Last month, non-resident Bangladeshis sent $2.02 billion, up 8.6 percent from a year earlier, according to data from the Bangladesh Bank.
The development will bring some relief to the government, which has a minimum foreign currency reserves target hanging over its head as part of the conditions for the $4.7 billion loan from the International Monetary Fund.
The IMF has set a floor on net international reserves (NIR) for every quarter. The floor must be met for getting the approval of successive tranches.
For programme monitoring purposes, the NIR is defined as gross international reserves minus reserve-related liabilities.
As per the lender's balance of payments and investment position manual (BPM6), gross foreign reserves calculation does not include the various funds that the Bangladesh Bank has formed from the reserves as well as the loan guarantees provided for Biman, the currency swap with Sri Lanka, the loan to Payra Port Authority and the below-investment-grade securities.
Bangladesh's NIR cannot be below $22.9 billion in March, $24.5 billion in June, $25.3 billion in September and $26.8 billion in December.

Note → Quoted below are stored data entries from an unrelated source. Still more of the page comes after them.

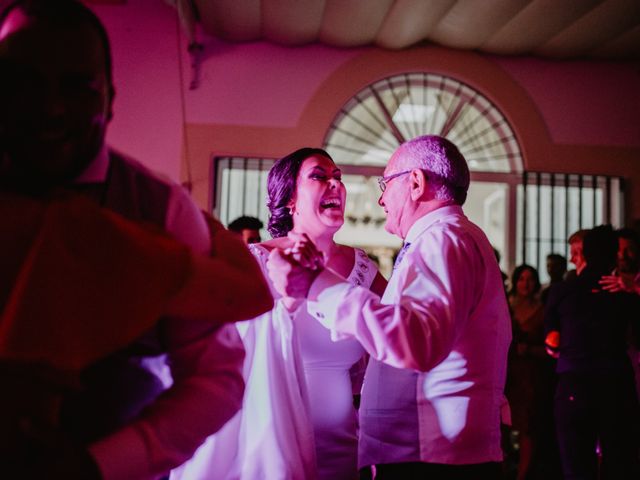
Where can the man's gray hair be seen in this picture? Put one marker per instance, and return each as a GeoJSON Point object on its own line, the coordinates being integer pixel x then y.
{"type": "Point", "coordinates": [443, 164]}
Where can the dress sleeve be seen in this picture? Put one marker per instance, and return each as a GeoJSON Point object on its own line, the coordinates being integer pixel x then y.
{"type": "Point", "coordinates": [416, 329]}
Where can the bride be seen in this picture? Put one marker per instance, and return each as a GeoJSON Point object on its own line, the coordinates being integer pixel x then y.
{"type": "Point", "coordinates": [298, 420]}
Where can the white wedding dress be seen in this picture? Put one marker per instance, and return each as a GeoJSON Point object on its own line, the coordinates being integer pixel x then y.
{"type": "Point", "coordinates": [297, 421]}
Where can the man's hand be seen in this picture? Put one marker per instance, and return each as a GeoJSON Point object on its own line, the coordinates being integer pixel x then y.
{"type": "Point", "coordinates": [304, 251]}
{"type": "Point", "coordinates": [290, 278]}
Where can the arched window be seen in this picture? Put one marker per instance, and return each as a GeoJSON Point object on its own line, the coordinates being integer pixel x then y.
{"type": "Point", "coordinates": [395, 109]}
{"type": "Point", "coordinates": [371, 125]}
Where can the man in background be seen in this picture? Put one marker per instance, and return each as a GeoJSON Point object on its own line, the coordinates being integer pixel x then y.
{"type": "Point", "coordinates": [136, 414]}
{"type": "Point", "coordinates": [248, 228]}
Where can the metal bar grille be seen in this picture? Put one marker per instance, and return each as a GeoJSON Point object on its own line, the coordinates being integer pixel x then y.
{"type": "Point", "coordinates": [586, 201]}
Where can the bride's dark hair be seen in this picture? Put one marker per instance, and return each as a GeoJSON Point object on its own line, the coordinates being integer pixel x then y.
{"type": "Point", "coordinates": [281, 187]}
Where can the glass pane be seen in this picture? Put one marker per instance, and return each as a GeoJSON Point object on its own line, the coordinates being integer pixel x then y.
{"type": "Point", "coordinates": [376, 120]}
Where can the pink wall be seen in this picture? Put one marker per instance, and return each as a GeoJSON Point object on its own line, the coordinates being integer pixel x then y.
{"type": "Point", "coordinates": [583, 103]}
{"type": "Point", "coordinates": [147, 120]}
{"type": "Point", "coordinates": [258, 84]}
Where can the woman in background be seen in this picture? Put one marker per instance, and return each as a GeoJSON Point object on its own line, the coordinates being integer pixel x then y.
{"type": "Point", "coordinates": [298, 420]}
{"type": "Point", "coordinates": [527, 364]}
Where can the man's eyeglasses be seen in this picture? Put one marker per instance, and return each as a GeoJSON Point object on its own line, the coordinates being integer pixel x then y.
{"type": "Point", "coordinates": [382, 181]}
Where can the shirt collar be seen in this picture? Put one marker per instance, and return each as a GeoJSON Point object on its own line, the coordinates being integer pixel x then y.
{"type": "Point", "coordinates": [96, 172]}
{"type": "Point", "coordinates": [424, 222]}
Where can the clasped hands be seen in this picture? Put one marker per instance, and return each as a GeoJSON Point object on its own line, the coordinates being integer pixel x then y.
{"type": "Point", "coordinates": [292, 270]}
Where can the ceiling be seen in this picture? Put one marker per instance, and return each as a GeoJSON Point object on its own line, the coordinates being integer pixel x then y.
{"type": "Point", "coordinates": [605, 29]}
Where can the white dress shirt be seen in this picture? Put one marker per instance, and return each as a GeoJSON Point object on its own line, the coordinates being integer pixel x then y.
{"type": "Point", "coordinates": [438, 339]}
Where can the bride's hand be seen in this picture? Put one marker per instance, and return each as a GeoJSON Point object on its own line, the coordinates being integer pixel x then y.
{"type": "Point", "coordinates": [305, 252]}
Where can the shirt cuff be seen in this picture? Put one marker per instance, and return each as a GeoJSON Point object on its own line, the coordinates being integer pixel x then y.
{"type": "Point", "coordinates": [326, 295]}
{"type": "Point", "coordinates": [122, 455]}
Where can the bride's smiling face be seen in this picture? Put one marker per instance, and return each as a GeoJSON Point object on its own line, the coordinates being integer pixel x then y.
{"type": "Point", "coordinates": [318, 204]}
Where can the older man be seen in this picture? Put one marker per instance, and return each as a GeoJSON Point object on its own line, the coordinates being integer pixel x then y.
{"type": "Point", "coordinates": [56, 94]}
{"type": "Point", "coordinates": [438, 337]}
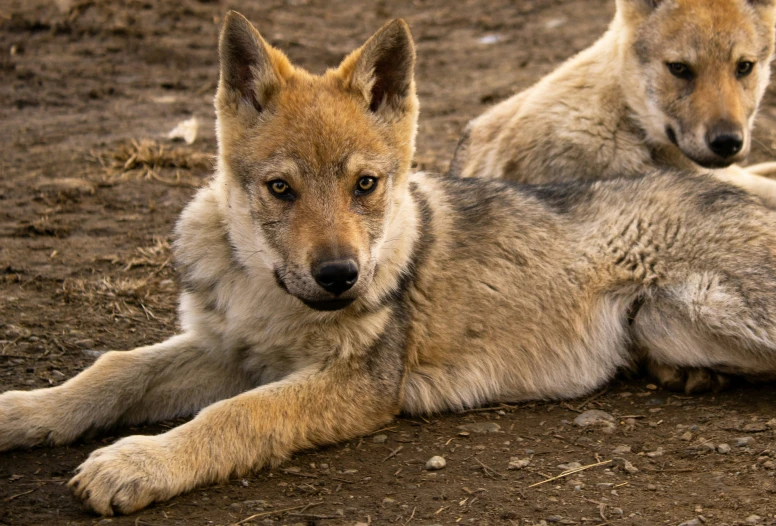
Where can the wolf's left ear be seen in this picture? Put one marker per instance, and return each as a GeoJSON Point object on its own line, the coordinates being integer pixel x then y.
{"type": "Point", "coordinates": [383, 69]}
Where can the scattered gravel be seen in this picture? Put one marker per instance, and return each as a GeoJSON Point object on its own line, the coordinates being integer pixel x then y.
{"type": "Point", "coordinates": [435, 463]}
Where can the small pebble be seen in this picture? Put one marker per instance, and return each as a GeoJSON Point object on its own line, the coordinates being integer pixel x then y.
{"type": "Point", "coordinates": [630, 468]}
{"type": "Point", "coordinates": [757, 427]}
{"type": "Point", "coordinates": [518, 463]}
{"type": "Point", "coordinates": [481, 427]}
{"type": "Point", "coordinates": [435, 463]}
{"type": "Point", "coordinates": [657, 453]}
{"type": "Point", "coordinates": [593, 417]}
{"type": "Point", "coordinates": [706, 447]}
{"type": "Point", "coordinates": [570, 465]}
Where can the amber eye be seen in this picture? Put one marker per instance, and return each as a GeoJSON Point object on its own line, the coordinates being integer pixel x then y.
{"type": "Point", "coordinates": [366, 185]}
{"type": "Point", "coordinates": [281, 190]}
{"type": "Point", "coordinates": [744, 68]}
{"type": "Point", "coordinates": [680, 70]}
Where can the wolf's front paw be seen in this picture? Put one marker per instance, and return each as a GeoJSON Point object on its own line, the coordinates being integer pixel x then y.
{"type": "Point", "coordinates": [128, 476]}
{"type": "Point", "coordinates": [26, 421]}
{"type": "Point", "coordinates": [691, 380]}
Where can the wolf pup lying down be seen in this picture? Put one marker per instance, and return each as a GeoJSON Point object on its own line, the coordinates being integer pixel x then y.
{"type": "Point", "coordinates": [326, 288]}
{"type": "Point", "coordinates": [671, 84]}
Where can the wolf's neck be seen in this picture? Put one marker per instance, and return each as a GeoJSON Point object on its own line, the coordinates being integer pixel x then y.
{"type": "Point", "coordinates": [397, 249]}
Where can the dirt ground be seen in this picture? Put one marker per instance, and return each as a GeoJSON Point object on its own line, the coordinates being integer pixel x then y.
{"type": "Point", "coordinates": [89, 193]}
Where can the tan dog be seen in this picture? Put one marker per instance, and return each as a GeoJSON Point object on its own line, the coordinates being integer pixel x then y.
{"type": "Point", "coordinates": [326, 288]}
{"type": "Point", "coordinates": [672, 84]}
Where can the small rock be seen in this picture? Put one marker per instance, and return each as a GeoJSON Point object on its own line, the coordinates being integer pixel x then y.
{"type": "Point", "coordinates": [706, 447]}
{"type": "Point", "coordinates": [67, 185]}
{"type": "Point", "coordinates": [630, 468]}
{"type": "Point", "coordinates": [255, 503]}
{"type": "Point", "coordinates": [89, 353]}
{"type": "Point", "coordinates": [657, 453]}
{"type": "Point", "coordinates": [757, 427]}
{"type": "Point", "coordinates": [481, 427]}
{"type": "Point", "coordinates": [186, 130]}
{"type": "Point", "coordinates": [518, 463]}
{"type": "Point", "coordinates": [744, 441]}
{"type": "Point", "coordinates": [593, 417]}
{"type": "Point", "coordinates": [435, 463]}
{"type": "Point", "coordinates": [570, 465]}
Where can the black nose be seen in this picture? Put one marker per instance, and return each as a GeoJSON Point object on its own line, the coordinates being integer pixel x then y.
{"type": "Point", "coordinates": [336, 276]}
{"type": "Point", "coordinates": [725, 144]}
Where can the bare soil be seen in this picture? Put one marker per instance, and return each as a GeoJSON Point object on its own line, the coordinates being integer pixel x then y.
{"type": "Point", "coordinates": [91, 188]}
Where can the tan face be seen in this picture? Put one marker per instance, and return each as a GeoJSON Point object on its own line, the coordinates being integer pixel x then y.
{"type": "Point", "coordinates": [704, 67]}
{"type": "Point", "coordinates": [318, 162]}
{"type": "Point", "coordinates": [320, 180]}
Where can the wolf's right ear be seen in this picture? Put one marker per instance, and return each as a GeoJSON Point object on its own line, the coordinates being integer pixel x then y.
{"type": "Point", "coordinates": [252, 71]}
{"type": "Point", "coordinates": [383, 70]}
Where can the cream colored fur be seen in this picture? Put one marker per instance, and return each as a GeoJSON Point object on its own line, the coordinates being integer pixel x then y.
{"type": "Point", "coordinates": [603, 114]}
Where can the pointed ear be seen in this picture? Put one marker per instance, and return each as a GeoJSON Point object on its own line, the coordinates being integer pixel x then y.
{"type": "Point", "coordinates": [252, 71]}
{"type": "Point", "coordinates": [637, 9]}
{"type": "Point", "coordinates": [383, 70]}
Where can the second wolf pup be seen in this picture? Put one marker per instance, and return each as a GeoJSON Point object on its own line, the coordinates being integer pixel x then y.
{"type": "Point", "coordinates": [672, 84]}
{"type": "Point", "coordinates": [326, 288]}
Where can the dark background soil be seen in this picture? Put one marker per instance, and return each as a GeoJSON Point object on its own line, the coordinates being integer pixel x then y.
{"type": "Point", "coordinates": [84, 259]}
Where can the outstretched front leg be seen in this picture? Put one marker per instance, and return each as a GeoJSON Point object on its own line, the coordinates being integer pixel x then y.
{"type": "Point", "coordinates": [318, 405]}
{"type": "Point", "coordinates": [170, 379]}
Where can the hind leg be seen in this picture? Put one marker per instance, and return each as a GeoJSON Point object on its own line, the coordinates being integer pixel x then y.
{"type": "Point", "coordinates": [707, 325]}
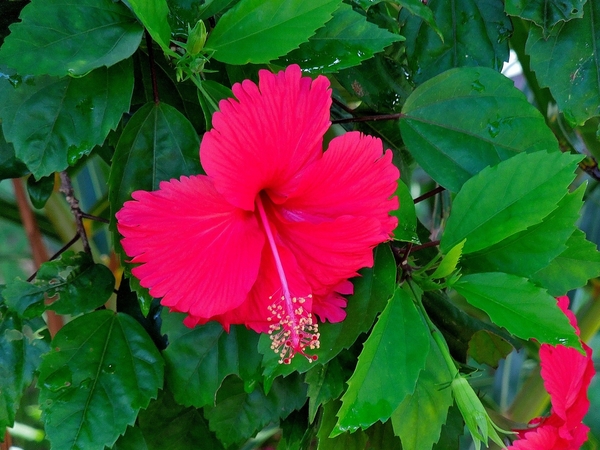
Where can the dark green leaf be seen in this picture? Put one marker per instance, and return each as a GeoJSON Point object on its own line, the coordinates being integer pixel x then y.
{"type": "Point", "coordinates": [10, 166]}
{"type": "Point", "coordinates": [567, 62]}
{"type": "Point", "coordinates": [103, 369]}
{"type": "Point", "coordinates": [531, 250]}
{"type": "Point", "coordinates": [467, 119]}
{"type": "Point", "coordinates": [40, 190]}
{"type": "Point", "coordinates": [238, 414]}
{"type": "Point", "coordinates": [257, 31]}
{"type": "Point", "coordinates": [21, 347]}
{"type": "Point", "coordinates": [199, 359]}
{"type": "Point", "coordinates": [344, 41]}
{"type": "Point", "coordinates": [519, 306]}
{"type": "Point", "coordinates": [419, 418]}
{"type": "Point", "coordinates": [371, 292]}
{"type": "Point", "coordinates": [388, 366]}
{"type": "Point", "coordinates": [325, 383]}
{"type": "Point", "coordinates": [346, 441]}
{"type": "Point", "coordinates": [80, 284]}
{"type": "Point", "coordinates": [166, 425]}
{"type": "Point", "coordinates": [488, 348]}
{"type": "Point", "coordinates": [475, 33]}
{"type": "Point", "coordinates": [70, 37]}
{"type": "Point", "coordinates": [508, 198]}
{"type": "Point", "coordinates": [406, 230]}
{"type": "Point", "coordinates": [546, 13]}
{"type": "Point", "coordinates": [153, 16]}
{"type": "Point", "coordinates": [572, 268]}
{"type": "Point", "coordinates": [52, 122]}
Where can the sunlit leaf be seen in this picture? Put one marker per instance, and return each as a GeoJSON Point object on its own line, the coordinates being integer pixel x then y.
{"type": "Point", "coordinates": [102, 370]}
{"type": "Point", "coordinates": [258, 31]}
{"type": "Point", "coordinates": [70, 37]}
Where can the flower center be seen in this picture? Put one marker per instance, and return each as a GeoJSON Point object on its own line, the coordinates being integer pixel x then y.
{"type": "Point", "coordinates": [293, 329]}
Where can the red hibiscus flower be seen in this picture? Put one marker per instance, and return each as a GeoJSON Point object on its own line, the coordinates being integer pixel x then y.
{"type": "Point", "coordinates": [269, 237]}
{"type": "Point", "coordinates": [567, 375]}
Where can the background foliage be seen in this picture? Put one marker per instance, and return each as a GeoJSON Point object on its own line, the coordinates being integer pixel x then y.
{"type": "Point", "coordinates": [105, 97]}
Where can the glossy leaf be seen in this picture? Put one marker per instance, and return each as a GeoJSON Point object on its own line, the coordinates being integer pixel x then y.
{"type": "Point", "coordinates": [419, 418]}
{"type": "Point", "coordinates": [571, 269]}
{"type": "Point", "coordinates": [514, 303]}
{"type": "Point", "coordinates": [567, 62]}
{"type": "Point", "coordinates": [153, 16]}
{"type": "Point", "coordinates": [488, 348]}
{"type": "Point", "coordinates": [103, 369]}
{"type": "Point", "coordinates": [239, 414]}
{"type": "Point", "coordinates": [78, 283]}
{"type": "Point", "coordinates": [344, 41]}
{"type": "Point", "coordinates": [466, 119]}
{"type": "Point", "coordinates": [241, 34]}
{"type": "Point", "coordinates": [166, 424]}
{"type": "Point", "coordinates": [52, 122]}
{"type": "Point", "coordinates": [532, 249]}
{"type": "Point", "coordinates": [388, 366]}
{"type": "Point", "coordinates": [475, 33]}
{"type": "Point", "coordinates": [508, 198]}
{"type": "Point", "coordinates": [199, 359]}
{"type": "Point", "coordinates": [70, 37]}
{"type": "Point", "coordinates": [21, 347]}
{"type": "Point", "coordinates": [546, 13]}
{"type": "Point", "coordinates": [406, 230]}
{"type": "Point", "coordinates": [371, 292]}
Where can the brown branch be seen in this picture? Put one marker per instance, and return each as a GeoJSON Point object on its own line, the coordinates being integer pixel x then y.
{"type": "Point", "coordinates": [67, 188]}
{"type": "Point", "coordinates": [38, 249]}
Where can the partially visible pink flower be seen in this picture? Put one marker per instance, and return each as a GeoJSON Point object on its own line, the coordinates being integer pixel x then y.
{"type": "Point", "coordinates": [271, 235]}
{"type": "Point", "coordinates": [567, 375]}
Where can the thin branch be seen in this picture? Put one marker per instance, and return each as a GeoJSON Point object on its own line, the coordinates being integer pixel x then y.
{"type": "Point", "coordinates": [370, 118]}
{"type": "Point", "coordinates": [67, 189]}
{"type": "Point", "coordinates": [431, 193]}
{"type": "Point", "coordinates": [152, 68]}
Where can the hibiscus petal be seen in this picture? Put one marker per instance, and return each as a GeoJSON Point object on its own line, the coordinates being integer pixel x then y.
{"type": "Point", "coordinates": [267, 136]}
{"type": "Point", "coordinates": [198, 252]}
{"type": "Point", "coordinates": [354, 177]}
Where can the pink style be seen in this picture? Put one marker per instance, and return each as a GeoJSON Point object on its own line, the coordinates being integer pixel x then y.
{"type": "Point", "coordinates": [567, 374]}
{"type": "Point", "coordinates": [271, 234]}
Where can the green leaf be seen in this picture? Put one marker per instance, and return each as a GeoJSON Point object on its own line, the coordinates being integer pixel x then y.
{"type": "Point", "coordinates": [475, 33]}
{"type": "Point", "coordinates": [21, 347]}
{"type": "Point", "coordinates": [531, 250]}
{"type": "Point", "coordinates": [388, 366]}
{"type": "Point", "coordinates": [567, 62]}
{"type": "Point", "coordinates": [508, 198]}
{"type": "Point", "coordinates": [466, 119]}
{"type": "Point", "coordinates": [238, 414]}
{"type": "Point", "coordinates": [103, 369]}
{"type": "Point", "coordinates": [39, 191]}
{"type": "Point", "coordinates": [514, 303]}
{"type": "Point", "coordinates": [371, 292]}
{"type": "Point", "coordinates": [154, 17]}
{"type": "Point", "coordinates": [80, 284]}
{"type": "Point", "coordinates": [419, 419]}
{"type": "Point", "coordinates": [325, 383]}
{"type": "Point", "coordinates": [406, 230]}
{"type": "Point", "coordinates": [346, 441]}
{"type": "Point", "coordinates": [199, 359]}
{"type": "Point", "coordinates": [545, 13]}
{"type": "Point", "coordinates": [157, 144]}
{"type": "Point", "coordinates": [344, 41]}
{"type": "Point", "coordinates": [488, 348]}
{"type": "Point", "coordinates": [258, 31]}
{"type": "Point", "coordinates": [167, 425]}
{"type": "Point", "coordinates": [52, 122]}
{"type": "Point", "coordinates": [572, 268]}
{"type": "Point", "coordinates": [70, 37]}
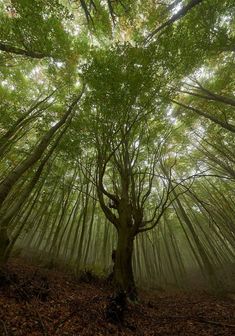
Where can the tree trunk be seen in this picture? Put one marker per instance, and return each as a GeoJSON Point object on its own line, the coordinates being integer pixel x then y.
{"type": "Point", "coordinates": [123, 272]}
{"type": "Point", "coordinates": [4, 242]}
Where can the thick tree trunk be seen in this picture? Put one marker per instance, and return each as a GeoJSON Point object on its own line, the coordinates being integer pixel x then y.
{"type": "Point", "coordinates": [123, 272]}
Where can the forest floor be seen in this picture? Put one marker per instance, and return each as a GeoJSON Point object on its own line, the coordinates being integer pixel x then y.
{"type": "Point", "coordinates": [35, 301]}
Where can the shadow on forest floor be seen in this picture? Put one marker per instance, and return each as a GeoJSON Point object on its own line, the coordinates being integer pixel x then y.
{"type": "Point", "coordinates": [36, 301]}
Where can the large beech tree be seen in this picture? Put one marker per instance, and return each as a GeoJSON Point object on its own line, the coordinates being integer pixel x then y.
{"type": "Point", "coordinates": [142, 159]}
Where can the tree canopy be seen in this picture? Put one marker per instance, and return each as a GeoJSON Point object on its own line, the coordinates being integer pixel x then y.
{"type": "Point", "coordinates": [117, 133]}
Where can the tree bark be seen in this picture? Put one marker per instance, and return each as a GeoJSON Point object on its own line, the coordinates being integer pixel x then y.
{"type": "Point", "coordinates": [123, 271]}
{"type": "Point", "coordinates": [4, 242]}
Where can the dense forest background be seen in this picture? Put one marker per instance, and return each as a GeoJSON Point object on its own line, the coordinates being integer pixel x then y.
{"type": "Point", "coordinates": [117, 133]}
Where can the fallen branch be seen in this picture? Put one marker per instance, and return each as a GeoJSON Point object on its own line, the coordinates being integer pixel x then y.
{"type": "Point", "coordinates": [215, 323]}
{"type": "Point", "coordinates": [59, 324]}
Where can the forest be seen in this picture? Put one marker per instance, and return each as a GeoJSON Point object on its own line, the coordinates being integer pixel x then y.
{"type": "Point", "coordinates": [117, 167]}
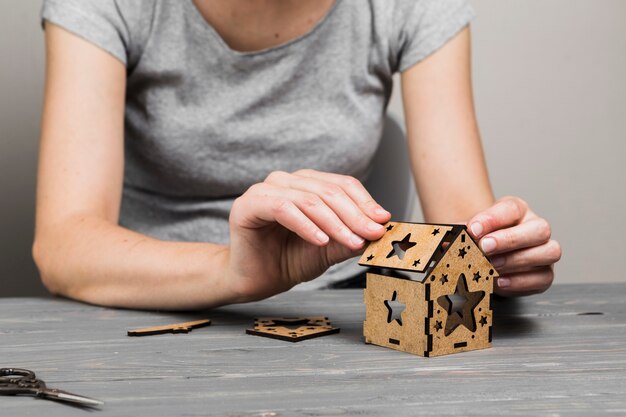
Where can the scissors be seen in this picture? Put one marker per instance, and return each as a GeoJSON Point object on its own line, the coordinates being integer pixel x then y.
{"type": "Point", "coordinates": [14, 381]}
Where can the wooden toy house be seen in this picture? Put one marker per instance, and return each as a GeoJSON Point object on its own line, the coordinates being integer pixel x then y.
{"type": "Point", "coordinates": [444, 304]}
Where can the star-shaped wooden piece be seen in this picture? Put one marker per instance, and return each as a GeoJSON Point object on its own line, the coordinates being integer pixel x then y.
{"type": "Point", "coordinates": [394, 309]}
{"type": "Point", "coordinates": [461, 313]}
{"type": "Point", "coordinates": [292, 329]}
{"type": "Point", "coordinates": [400, 247]}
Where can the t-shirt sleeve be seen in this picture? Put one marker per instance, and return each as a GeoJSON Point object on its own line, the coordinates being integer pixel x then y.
{"type": "Point", "coordinates": [423, 26]}
{"type": "Point", "coordinates": [97, 21]}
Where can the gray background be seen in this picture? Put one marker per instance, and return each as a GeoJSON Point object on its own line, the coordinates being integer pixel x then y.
{"type": "Point", "coordinates": [550, 87]}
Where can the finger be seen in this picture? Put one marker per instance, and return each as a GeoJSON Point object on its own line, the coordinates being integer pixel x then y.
{"type": "Point", "coordinates": [525, 283]}
{"type": "Point", "coordinates": [254, 211]}
{"type": "Point", "coordinates": [544, 255]}
{"type": "Point", "coordinates": [354, 189]}
{"type": "Point", "coordinates": [528, 234]}
{"type": "Point", "coordinates": [343, 208]}
{"type": "Point", "coordinates": [506, 212]}
{"type": "Point", "coordinates": [316, 210]}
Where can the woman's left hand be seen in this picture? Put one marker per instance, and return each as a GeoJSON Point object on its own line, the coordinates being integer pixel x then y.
{"type": "Point", "coordinates": [519, 245]}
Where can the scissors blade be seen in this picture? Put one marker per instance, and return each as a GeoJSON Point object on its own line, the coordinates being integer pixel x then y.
{"type": "Point", "coordinates": [55, 394]}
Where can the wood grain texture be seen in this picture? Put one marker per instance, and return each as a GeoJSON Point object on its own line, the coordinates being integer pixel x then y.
{"type": "Point", "coordinates": [549, 357]}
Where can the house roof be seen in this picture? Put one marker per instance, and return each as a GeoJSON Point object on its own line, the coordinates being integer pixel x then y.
{"type": "Point", "coordinates": [409, 246]}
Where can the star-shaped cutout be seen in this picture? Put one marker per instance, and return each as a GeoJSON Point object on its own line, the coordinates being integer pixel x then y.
{"type": "Point", "coordinates": [394, 309]}
{"type": "Point", "coordinates": [401, 246]}
{"type": "Point", "coordinates": [461, 310]}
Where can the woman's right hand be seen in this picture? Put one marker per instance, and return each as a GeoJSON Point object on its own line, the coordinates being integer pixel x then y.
{"type": "Point", "coordinates": [292, 227]}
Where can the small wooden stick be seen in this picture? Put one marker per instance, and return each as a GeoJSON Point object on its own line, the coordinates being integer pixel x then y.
{"type": "Point", "coordinates": [170, 328]}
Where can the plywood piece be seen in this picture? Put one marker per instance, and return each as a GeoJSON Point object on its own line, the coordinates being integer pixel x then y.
{"type": "Point", "coordinates": [292, 329]}
{"type": "Point", "coordinates": [382, 329]}
{"type": "Point", "coordinates": [448, 311]}
{"type": "Point", "coordinates": [463, 264]}
{"type": "Point", "coordinates": [405, 246]}
{"type": "Point", "coordinates": [170, 328]}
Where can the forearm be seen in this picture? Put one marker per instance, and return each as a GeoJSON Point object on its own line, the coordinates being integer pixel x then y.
{"type": "Point", "coordinates": [93, 260]}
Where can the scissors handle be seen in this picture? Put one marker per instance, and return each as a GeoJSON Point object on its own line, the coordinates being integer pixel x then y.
{"type": "Point", "coordinates": [15, 381]}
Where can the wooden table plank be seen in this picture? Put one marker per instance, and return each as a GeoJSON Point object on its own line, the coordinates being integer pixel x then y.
{"type": "Point", "coordinates": [549, 357]}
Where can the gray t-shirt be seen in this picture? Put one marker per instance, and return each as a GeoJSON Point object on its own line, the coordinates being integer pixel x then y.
{"type": "Point", "coordinates": [204, 122]}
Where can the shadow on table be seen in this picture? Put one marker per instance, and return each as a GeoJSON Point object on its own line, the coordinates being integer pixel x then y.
{"type": "Point", "coordinates": [509, 321]}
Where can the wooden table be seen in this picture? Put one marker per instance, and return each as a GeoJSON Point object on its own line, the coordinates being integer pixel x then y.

As of March 29, gross international reserves stood at $31.1 billion, down 29.9 percent from a year earlier, according to data from the BB.
For Bangladesh, exports and remittances are the two main sources of foreign currency.
Remitters now get Tk 107 for each dollar, about Tk 2 more than exporters, along with a 2.5 percent cash incentive.
But on the kerb market, each dollar is selling for more than Tk 110, compelling many to send money home through the illicit channel of hundi despite the risks involved.
So an uptick in remittance, which has been underwhelming in recent months for multiple exchange rates, despite the wide difference between the official and kerb market rates is a welcome development.
"This will bring some respite," said Syed Mahbubur Rahman, managing director of Mutual Trust Bank.
March's inflows take the receipts so far this fiscal year to $16.03 billion, up 4.8 percent from a year earlier.
Remittance inflows usually go up ahead of the two Eids, the biggest festivals in Bangladesh, according to Selim RF Hussain, chairman of the Association of Bankers' Bangladesh, a platform for the managing directors of banks.
In recent times, the central bank has heightened its monitoring of the foreign exchange market to tackle money laundering, said Hussain, also the managing director of Brac Bank.
This might have helped in propping up the remittance receipts.
At a meeting with bankers yesterday, BB Governor Abdur Rouf Talukder said the value of imported goods has declined recently but the volume of letters of credit did not drop, Hussain said.
This means the over- and -under-invoicing has narrowed, which had a positive impact on remittances, he said quoting Talukder.
There is a correlation between hundi and over- and under-invoicing as the money launderers chiefly settle their illegal transactions through hundi.